The military operation against Houthi rebels, who have driven the president from Yemen’s capital Sanaa, has not disrupted oil facilities of major Gulf producers.

But fears that the conflict could spread stoked concerns about the security of Middle East oil shipments. Saudi Arabia’s rival Iran, which backs the Houthi militia group, denounced the assault.

Brent futures LCOc1 were up $1.69 at $58.17 by 1431 GMT, off an earlier high of $59.78. U.S. crude CLc1 was up $1.12 at $50.33 a barrel, after reaching $52.48 earlier in the session when both contracts gained around 6 percent.

“This conflict is about Saudi concerns over having an Iranian ally in its backyard,” Jordan Perry, senior analyst at risk consultancy Verisk Maplecroft, told the Reuters Global Oil Forum.

“The surge we’ve seen in prices over the last 24 hours or so has been a bit of an overreaction … (but) the Houthi takeover in Yemen does have significant geopolitical repercussions in that it adds to Iran’s growing regional clout.”

Kuwait, a member of OPEC that supported the strikes, said it had raised security around its oil facilities after the military operation in Yemen.

While Yemen is only a small producer whose output has been disrupted for months, Arab producers have to ship oil past its coastline via the Gulf of Aden to get to the Suez Canal, a key passageway to Europe.

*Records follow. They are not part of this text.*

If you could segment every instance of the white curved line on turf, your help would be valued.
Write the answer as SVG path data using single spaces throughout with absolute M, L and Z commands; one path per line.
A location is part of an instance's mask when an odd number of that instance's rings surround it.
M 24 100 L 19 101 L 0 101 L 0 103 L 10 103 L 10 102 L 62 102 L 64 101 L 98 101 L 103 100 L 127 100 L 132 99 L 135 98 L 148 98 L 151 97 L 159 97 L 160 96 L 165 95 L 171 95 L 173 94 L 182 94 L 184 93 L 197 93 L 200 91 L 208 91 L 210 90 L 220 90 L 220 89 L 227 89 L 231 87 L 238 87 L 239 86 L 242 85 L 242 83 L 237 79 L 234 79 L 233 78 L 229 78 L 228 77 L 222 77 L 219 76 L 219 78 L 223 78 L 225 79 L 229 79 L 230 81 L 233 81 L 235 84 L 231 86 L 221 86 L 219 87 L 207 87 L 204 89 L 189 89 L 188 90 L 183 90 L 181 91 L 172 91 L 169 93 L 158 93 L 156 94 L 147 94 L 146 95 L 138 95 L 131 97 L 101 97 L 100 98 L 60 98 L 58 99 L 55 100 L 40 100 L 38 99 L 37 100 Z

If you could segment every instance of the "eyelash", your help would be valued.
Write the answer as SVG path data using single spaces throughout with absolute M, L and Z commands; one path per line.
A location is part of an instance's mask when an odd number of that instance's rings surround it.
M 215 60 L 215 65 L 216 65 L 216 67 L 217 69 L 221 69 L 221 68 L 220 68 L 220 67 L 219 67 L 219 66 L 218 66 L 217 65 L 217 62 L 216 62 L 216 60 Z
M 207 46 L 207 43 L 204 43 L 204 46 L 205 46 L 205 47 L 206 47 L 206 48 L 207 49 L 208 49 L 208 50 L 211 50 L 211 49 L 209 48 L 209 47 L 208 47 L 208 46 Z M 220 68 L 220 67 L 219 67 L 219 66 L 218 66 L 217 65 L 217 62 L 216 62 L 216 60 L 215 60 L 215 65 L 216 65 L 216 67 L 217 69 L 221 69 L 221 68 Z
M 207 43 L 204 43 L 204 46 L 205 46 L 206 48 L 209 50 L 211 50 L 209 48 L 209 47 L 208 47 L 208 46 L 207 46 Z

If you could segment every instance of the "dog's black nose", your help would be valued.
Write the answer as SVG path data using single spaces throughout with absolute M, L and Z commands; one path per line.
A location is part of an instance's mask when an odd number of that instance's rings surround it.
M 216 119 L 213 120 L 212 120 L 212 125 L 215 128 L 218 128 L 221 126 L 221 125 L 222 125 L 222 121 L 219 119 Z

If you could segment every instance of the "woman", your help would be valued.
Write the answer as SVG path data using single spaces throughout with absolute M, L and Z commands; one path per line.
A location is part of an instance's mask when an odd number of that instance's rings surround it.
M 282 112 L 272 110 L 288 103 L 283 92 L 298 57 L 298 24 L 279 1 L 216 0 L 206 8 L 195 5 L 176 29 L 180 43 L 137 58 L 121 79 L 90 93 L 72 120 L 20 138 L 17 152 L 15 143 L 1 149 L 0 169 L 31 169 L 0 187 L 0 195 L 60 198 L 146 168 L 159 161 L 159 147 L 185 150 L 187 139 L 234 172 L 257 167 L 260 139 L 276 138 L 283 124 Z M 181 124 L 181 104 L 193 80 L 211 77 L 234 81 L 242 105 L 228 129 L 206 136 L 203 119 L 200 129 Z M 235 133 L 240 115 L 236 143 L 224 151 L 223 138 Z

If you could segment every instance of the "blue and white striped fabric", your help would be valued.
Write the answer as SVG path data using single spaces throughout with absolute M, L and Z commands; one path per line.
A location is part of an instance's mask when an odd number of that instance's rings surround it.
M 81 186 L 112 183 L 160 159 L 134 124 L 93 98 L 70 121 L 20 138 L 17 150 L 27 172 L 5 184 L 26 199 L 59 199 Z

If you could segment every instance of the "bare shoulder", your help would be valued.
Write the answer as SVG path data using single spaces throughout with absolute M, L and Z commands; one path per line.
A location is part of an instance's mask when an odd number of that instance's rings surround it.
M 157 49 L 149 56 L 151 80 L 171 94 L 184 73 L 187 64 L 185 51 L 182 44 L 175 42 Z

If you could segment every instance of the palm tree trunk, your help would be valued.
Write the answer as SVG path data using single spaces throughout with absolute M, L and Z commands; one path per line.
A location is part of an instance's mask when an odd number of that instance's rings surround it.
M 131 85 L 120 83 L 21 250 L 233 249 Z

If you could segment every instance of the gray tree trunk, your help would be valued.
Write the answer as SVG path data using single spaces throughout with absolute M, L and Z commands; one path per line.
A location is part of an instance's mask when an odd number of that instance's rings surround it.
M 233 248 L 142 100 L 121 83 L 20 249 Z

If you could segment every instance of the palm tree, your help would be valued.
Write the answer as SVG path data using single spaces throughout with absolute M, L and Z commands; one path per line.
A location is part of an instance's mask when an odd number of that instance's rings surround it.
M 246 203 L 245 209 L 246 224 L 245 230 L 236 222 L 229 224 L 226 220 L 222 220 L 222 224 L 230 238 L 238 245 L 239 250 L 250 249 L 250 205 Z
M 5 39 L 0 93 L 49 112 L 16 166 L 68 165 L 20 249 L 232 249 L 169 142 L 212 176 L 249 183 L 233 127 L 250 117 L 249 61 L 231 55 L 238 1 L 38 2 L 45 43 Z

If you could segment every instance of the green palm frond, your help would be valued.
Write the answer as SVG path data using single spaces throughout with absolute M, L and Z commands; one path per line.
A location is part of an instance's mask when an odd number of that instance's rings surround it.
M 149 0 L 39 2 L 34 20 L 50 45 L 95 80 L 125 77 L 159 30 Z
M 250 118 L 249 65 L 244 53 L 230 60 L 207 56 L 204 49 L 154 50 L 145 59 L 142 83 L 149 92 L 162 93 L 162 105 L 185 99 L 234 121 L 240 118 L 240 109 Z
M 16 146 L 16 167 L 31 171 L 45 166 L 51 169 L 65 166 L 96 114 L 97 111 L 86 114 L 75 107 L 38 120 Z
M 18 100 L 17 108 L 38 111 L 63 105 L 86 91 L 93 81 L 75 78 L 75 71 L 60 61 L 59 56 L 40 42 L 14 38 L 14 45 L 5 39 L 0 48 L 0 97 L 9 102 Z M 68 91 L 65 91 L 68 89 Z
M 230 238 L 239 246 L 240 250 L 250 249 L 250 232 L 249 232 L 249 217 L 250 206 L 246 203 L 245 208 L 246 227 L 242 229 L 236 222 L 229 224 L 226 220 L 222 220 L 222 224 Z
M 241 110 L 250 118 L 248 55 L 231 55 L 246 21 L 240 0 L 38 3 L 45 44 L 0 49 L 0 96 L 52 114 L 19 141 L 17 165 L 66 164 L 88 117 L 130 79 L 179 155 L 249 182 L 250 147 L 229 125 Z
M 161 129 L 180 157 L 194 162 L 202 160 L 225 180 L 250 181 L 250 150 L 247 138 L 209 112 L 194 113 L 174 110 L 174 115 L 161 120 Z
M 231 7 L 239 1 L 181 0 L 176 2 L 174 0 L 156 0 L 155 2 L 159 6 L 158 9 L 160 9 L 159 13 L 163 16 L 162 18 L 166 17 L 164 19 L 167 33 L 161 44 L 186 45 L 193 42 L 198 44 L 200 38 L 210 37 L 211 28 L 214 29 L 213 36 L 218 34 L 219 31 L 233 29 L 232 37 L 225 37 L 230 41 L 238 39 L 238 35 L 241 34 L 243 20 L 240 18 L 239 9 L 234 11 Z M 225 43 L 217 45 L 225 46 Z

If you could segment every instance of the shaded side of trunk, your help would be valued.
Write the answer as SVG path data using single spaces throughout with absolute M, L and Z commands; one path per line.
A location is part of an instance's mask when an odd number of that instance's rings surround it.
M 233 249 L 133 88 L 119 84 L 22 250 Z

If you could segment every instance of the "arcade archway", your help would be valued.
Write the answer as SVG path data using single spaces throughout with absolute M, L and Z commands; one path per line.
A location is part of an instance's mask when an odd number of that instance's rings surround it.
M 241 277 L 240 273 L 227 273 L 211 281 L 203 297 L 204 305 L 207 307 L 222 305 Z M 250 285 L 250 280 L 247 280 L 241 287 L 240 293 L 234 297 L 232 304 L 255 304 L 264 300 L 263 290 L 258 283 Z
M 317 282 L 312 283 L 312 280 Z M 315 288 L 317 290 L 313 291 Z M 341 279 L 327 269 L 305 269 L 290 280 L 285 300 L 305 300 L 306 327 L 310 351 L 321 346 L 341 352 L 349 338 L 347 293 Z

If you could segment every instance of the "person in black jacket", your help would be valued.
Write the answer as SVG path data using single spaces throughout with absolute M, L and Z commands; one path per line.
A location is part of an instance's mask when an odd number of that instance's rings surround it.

The waters between Yemen and Djibouti, known as Bab el-Mandeb, are less than 40 km (25 miles) wide. They are considered a “chokepoint” to global oil supplies by the U.S. Energy Information Administration (EIA), which estimated 3.8 million barrels a day passed through Bab el-Mandeb in 2013.

Four Egyptian naval vessels have passed through the Suez Canal en route to Yemen to help secure sea lanes, maritime sources said.

Oil prices pared gains after the dollar strengthened in the wake of strong employment data, having earlier hit its lowest against the euro in three weeks EUR=. Dollar-priced commodities tend to move inversely to the U.S. currency.

Traders said the initial spike in oil may have been exaggerated by funds closing out bets that prices would fall amid ample global supplies. Data last week showed money managers had amassed the largest number of U.S. crude short positions on record.